But neither of those ‘two’ Mollys can bear it when Stewart has sex with another woman (his ex, to make it more complicated) and hates the cool way he reminds her that she gave him ‘permission’.

They set out some ground rules for their respective liaisons, which include not falling in love with any of the other people. Very wise. But how can you be sure that you won’t?

Matt lasts for four years of shame (her), guilt (him) and good sex. There’s some more angst from the author, but she decides she still wants to ‘expand my sexual horizons’.

A dating website offers Mike, who’s a failure; Leo, who is kinky; weirdo Laurent; then Liam. Meanwhile, Stewart is seeing four women at once, and Molly takes advice from a book helpfully titled The Ethical Slut.

When the dating site offers up Karl, Molly finds herself in trouble. She likes him too much. Is this love?

It turns out Karl’s partner, Martina, is a female version of Stewart and wants to know all the details of his sex with Molly.

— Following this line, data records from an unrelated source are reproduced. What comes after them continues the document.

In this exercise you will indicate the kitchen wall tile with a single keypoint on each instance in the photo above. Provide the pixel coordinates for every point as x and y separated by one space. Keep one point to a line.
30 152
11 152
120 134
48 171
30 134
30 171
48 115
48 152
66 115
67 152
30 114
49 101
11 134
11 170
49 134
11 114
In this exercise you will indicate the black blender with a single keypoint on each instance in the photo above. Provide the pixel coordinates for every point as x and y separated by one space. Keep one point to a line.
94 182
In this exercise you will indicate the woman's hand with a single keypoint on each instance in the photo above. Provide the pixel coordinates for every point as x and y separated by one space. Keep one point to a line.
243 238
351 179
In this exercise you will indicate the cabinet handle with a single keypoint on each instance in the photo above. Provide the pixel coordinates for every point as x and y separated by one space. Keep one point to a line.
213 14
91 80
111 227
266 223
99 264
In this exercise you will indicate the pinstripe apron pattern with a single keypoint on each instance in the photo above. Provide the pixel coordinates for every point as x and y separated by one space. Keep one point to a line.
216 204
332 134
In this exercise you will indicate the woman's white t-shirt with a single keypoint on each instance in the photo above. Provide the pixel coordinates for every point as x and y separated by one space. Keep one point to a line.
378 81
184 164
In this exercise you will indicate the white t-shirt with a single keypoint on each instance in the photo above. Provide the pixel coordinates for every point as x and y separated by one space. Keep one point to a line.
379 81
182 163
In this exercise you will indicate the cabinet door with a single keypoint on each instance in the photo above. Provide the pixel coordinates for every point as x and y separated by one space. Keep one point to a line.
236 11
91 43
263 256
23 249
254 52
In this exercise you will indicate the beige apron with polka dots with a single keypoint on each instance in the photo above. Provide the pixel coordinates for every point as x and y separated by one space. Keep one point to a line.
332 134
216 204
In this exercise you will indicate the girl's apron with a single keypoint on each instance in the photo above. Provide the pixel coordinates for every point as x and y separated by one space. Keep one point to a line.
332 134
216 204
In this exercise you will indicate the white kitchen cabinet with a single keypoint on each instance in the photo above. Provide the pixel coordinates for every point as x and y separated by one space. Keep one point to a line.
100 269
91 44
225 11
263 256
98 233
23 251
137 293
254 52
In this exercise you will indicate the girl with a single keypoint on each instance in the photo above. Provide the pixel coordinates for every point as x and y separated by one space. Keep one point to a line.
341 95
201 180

So the affair rolls on until Molly is persuaded into a rather awkward threesome with the pair of them. And then she’s dropped. Next is a hook-up with Scott. But enough!

More is a riveting read, but it leaves you wondering what this married couple have set up for each other in the future. They’re still crazy about each other — and the book is dedicated to ­Stewart. Yet there is a whole other volume asking to be written, about their two children, for example, and what damage may be done to them.

An open marriage is all very well when you’re young and irresponsible but — take it from me — increasing age usually brings recrimination and tears.